This section is from the book "The Gardener's Monthly And Horticulturist V20", by Thomas Meehan. See also: Four-Season Harvest: Organic Vegetables from Your Home Garden All Year Long.
(Continued from page 245).
The plumule first developes a thin, flat, falcate, green leaf, about half an inch long. Soon it becomes reddened, tubular and veiny, while a relatively large opening appears at about two-thirds of its length, beyond which extends, curving inward, the slender, dorsally flattened crimson, naked midrib, representing the true leaf, of which the tube below is the petiole. Along the inner face of the petiole, a broad wing extends from the lower edge of the inclined orifice, down straight to the collar of the root, where it divides and clasps the stock. This primary leaf is constructed similarly to those of the related Sarracenia except that in the latter genus the true leaf or lamina is short, broad, and is bilobed, or many lobed, and forming a border nearly around the mouth of the pitcher-like petiole. During the first season four of these simple Sarra-cenia-like leaves appear of equal size generally, apparently in a whorl, but inspection reveals their alternate arrangement. All face inward, or rather upward, as the leaves first push out horizontally, then ascend upward.

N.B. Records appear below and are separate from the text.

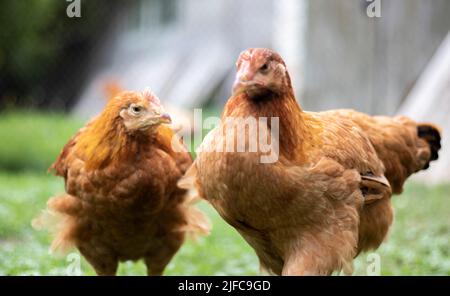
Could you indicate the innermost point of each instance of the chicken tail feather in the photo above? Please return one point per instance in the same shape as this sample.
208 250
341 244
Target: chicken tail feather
432 135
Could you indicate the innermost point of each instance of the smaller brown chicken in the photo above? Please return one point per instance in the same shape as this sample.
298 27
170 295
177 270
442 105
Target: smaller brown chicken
121 201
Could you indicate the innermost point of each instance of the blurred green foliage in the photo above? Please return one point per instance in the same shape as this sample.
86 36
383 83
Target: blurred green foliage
36 38
32 141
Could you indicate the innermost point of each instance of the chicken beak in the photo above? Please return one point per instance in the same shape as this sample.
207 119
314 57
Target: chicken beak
165 118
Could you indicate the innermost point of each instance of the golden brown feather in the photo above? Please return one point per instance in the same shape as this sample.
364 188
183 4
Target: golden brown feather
121 201
327 197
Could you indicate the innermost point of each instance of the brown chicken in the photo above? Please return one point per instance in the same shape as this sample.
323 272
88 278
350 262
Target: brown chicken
326 196
122 202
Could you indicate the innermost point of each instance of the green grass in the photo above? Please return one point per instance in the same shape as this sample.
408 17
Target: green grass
418 243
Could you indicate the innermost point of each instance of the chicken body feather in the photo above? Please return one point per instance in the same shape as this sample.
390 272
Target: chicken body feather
327 197
121 200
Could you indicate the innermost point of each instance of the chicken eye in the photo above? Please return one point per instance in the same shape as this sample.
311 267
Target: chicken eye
264 68
136 109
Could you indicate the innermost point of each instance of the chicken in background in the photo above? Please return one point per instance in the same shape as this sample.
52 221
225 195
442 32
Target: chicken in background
328 196
181 119
121 201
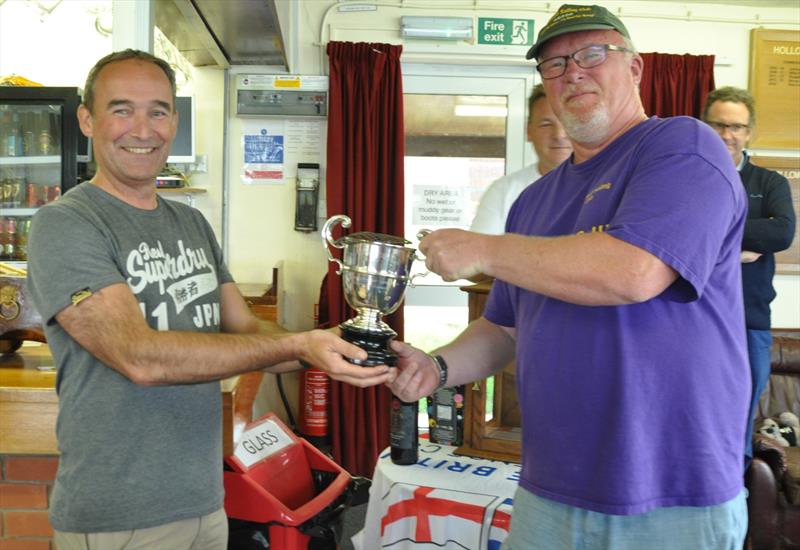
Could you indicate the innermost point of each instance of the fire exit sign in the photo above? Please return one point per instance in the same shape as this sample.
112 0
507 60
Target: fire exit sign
505 32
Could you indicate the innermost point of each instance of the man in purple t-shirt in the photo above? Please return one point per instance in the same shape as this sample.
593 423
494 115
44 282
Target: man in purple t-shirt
618 289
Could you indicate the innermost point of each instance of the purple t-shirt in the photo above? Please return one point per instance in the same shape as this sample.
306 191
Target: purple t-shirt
630 408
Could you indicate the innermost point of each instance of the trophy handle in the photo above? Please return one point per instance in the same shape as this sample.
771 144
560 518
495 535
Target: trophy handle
327 237
421 234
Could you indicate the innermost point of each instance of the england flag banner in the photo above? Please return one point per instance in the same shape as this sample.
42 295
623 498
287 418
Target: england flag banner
443 501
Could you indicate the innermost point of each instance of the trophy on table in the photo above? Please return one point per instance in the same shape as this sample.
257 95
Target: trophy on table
375 270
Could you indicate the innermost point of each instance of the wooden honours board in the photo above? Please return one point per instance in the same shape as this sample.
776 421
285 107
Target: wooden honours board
775 85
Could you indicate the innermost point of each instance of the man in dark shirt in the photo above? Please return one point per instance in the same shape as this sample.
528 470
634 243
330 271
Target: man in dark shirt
769 229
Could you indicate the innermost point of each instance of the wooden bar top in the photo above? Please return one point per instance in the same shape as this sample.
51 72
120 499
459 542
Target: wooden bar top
29 404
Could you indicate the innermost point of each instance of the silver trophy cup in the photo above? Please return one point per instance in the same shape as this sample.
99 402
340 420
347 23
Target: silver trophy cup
375 270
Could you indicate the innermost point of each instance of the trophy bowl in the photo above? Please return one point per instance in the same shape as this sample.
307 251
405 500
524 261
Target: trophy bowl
375 270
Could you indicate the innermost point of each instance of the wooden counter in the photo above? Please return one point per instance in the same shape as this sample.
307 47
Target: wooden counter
29 405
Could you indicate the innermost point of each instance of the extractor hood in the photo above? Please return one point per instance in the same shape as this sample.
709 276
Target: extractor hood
221 33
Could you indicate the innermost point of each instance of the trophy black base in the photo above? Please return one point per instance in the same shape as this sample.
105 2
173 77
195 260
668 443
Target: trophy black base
375 344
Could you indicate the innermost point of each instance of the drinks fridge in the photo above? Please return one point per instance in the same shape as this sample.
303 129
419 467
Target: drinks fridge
38 157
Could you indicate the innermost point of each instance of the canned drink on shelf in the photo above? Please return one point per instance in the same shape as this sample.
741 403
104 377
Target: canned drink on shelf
31 196
23 227
53 192
10 238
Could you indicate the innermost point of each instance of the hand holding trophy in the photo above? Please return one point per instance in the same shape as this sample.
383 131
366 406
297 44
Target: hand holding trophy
375 270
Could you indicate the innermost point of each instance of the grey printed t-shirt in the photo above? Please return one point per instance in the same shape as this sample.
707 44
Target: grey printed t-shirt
131 456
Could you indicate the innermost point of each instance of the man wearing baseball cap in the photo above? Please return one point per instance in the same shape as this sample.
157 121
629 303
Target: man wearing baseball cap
618 291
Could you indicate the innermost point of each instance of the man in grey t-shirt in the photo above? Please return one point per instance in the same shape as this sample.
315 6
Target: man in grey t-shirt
143 319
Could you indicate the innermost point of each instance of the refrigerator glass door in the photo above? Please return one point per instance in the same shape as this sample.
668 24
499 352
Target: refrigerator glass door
30 169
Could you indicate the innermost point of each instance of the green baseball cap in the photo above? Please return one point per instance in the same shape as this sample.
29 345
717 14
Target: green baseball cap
572 18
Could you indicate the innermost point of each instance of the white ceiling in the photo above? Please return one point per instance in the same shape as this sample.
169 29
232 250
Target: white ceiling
746 3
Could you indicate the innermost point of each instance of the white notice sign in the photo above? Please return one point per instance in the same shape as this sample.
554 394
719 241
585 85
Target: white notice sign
261 441
441 206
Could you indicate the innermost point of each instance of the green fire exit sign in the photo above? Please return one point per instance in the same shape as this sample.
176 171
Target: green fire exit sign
505 32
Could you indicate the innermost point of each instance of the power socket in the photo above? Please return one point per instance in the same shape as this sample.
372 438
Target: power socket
200 165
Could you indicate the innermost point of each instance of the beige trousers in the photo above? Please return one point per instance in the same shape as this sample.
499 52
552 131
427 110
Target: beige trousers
209 532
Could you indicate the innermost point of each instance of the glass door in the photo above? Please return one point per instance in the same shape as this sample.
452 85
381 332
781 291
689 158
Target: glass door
38 157
465 127
30 170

The uncovered opening is favorably presented for the reception of moisture, insects, or any objects obeying the law of gravitation.
Also, the mouth parts and interior of the tube are armed with strong hairs, pointing inward, while inspection of the contents reveal minute insects (generally of the Ichneumonidoe and Tinnoen families) entrapped, drowned in water and being digested by these tiny rogues, thus early playing their little game.